Moving the nation from where it is will require sacrifice from our leaders to focus on the big picture not narrow selfish interests or ambitions. No single individual has the answer to all our problems. It will take ALL of us compromising and working together to make progress
The militant and radicals in our midst will have us believe only a certain individual or group has solutions to all our problems. Their militant and radical pronouncements and posturing are a real threat to the fragile peace we enjoy.
Let us all guard against careless words and actions whose unintended consequences could surprise and overtake us. Let us invest in finding each other and finding common ground. There is more that unites than divides us.”

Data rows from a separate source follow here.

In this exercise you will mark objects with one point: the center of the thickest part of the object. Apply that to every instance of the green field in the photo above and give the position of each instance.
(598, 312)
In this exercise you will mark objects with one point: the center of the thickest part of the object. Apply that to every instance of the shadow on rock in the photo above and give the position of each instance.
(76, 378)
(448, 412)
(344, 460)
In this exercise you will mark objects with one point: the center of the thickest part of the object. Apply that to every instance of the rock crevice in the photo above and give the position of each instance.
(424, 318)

At the top of last month, MDC leader Mr Chamisa called for a week of national prayer and fasting. Last Monday, the cleric declared that his party was “moving into the next phase of very decisive steps” to confront the political logjam and economic crisis in Zimbabwe.
This week, churches have launched a fresh bid to end the bickering between President Mnangagwa and Pastor Chamisa.
“The nation finds itself in a paralysing complex of challenges that can only be effectively and sustainably resolved through a comprehensive and broad-based dialogue. As such, we call upon all Zimbabweans to support such a call which offers to unite Zimbabweans towards a peaceful, just and prosperous nation,” said the Zimbabwe Council of Churches at the weekend.
The call for dialogue, however, does not mean that things will automatically change for the better but, it is a hope that many people have that if President Mnangagwa and Chamisa dialogue things might start looking up for the country.